Copy tensor from cuda to cpu is too slow

I ran into some problem when I copy tensor from cuda to cpu

if copy it directly, it is very fast

# b shape < 1, 3, 32,32 >
b = Variable(torch.randn(1,3,32,32).cuda())
t1 = time.time()
c = output.cpu().data.numpy()
t2 = time.time()
print(t2-t1)
# time cost is about 0.0005s

however, if I forward some input to a net then copy the output to the cpu, it can be extremely slow

a = Variable(torch.FloatTensor(1,3,512,512).cuda())
# output shape < 1, 3, 32, 32>
output = net(a)
t1 = time.time()
c = output.cpu().data.numpy()
t2 = time.time()
print(t2-t1)
# time cost is about 0.02

does anyone have some ideas??

You have to add torch.cuda.synchronize() to your benchmark, since the GPU operations are executed asynchronously (see here).
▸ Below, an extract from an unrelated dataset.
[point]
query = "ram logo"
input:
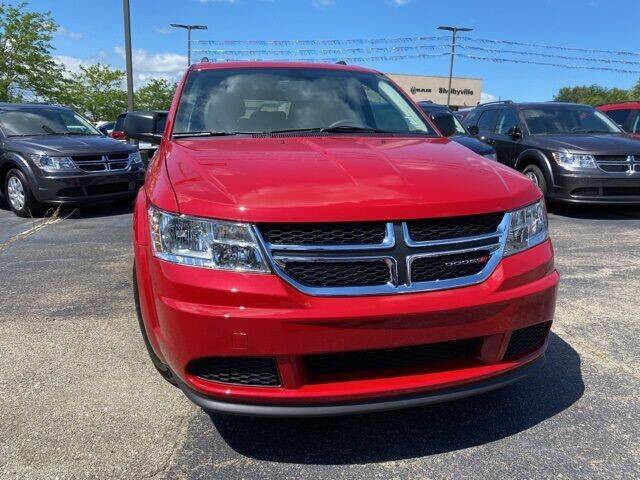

Your model is probably not finished, so that the transfer of output has to wait for it.

3 Likes

got it ! Thank you so much!

@ptrblck Hello~ torch.cuda.synchronize() guarantees us to count the “real time” of each operation when we analyze the time consumption. Furthermore, will it slow down the training process when used in training code?

Yes, it should slow down your trainings code and should therefore be just used for debugging or profiling.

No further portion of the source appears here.